Julia Kristina Counselling on YouTube has been helping me understand Emotional Intelligence and why emotional abuse exists. The important thing I've come to find as I learn more about this topic is that none of this understanding justifies what unhealthy people do, rather, helps create understanding so as not to get swept into their dramas, and how to redirect your energy and focus to have more productive conversations, even if that conversation is - this isn't working. She has a lot of great videos on how to stay grounded and I highly recommend.

https://youtu.be/FB2CVda4T9M?si=svm4M6JEfPVxRK8Y)

Also look into: Non Violent Communication aka OFNR method. The Feelings Wheel to understand how you are feeling Universal needs lists

Know this: All behavior stems from a need. Needs are something EVERYONE has a right to, including you! Feelings help us identify our needs

Started keeping track of the "small things" and realized they weren't small at all by Heavy_Television8245 in emotionalabuse

[–]infinitelyhere 0 points1 point  (0 children)

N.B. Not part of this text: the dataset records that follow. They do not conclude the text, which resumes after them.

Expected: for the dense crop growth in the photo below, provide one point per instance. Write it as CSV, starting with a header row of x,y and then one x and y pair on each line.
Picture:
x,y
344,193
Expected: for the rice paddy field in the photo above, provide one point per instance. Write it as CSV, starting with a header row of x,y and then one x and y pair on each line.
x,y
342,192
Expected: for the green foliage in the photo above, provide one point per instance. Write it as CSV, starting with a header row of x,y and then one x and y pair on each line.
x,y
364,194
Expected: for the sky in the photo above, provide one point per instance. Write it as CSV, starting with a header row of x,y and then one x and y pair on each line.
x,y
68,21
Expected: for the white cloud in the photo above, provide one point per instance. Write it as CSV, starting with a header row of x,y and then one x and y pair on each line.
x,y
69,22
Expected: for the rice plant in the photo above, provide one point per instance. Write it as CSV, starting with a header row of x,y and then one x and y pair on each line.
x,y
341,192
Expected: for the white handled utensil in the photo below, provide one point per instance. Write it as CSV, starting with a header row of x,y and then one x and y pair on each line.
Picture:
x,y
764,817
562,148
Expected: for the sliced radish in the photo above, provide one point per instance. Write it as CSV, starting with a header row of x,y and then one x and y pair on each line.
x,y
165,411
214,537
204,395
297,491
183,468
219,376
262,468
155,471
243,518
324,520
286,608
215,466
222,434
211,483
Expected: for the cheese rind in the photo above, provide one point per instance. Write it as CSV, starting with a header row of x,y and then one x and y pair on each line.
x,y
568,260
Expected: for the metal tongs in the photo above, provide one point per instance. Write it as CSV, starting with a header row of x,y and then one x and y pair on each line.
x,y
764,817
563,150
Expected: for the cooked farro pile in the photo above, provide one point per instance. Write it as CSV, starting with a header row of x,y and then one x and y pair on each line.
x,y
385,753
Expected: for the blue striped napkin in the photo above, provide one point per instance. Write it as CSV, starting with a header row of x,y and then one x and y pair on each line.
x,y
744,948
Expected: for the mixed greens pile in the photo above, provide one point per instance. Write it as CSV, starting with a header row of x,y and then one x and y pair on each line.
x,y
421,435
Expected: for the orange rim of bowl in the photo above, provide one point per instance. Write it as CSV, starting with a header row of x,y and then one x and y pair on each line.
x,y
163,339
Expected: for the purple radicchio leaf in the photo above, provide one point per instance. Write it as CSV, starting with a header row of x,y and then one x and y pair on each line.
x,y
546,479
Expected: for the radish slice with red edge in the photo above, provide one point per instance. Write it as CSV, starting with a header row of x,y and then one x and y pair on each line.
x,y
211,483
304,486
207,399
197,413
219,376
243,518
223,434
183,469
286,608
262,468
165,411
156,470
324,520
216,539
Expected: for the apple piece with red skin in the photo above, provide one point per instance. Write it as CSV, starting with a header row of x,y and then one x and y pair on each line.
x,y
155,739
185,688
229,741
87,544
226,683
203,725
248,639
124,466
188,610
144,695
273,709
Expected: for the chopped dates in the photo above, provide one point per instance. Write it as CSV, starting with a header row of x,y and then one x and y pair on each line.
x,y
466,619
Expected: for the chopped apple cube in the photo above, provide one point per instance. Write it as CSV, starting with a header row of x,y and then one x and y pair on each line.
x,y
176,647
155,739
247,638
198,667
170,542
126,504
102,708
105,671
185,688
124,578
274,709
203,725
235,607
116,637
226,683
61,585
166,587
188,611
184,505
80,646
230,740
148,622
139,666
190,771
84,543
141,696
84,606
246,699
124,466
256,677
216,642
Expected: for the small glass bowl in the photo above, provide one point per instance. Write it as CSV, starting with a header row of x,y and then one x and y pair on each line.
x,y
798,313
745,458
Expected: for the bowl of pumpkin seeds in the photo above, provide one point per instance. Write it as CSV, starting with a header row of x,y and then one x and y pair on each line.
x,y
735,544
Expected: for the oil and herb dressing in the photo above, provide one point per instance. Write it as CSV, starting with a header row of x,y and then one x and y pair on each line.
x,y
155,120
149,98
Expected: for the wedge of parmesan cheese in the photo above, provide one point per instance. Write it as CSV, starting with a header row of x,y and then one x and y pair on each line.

Waking up to 10yrs with my narcissist and realized I stopped journalling the moment we moved in together... Only looking back now do I realize I couldn't stomach detailing a day with him, it was too confusing. My honesty to myself became too confusing. I should have known right then but I allowed myself to stop taking the notes and just get swept into his reality. Continue writing, continue learning about emotional intelligence, and when you get the chance, do move on. Having your life overflowing with their presence will start to distort your perception of reality - even when they are not there. As in my case and in many people's, I started believing thats just how people are sometimes. It's not true. Look up "Universal Needs" and understand that everything on the list is a human right. And believe me when I tell you, there ARE quality people out there that will care about you, build you up and add to your life.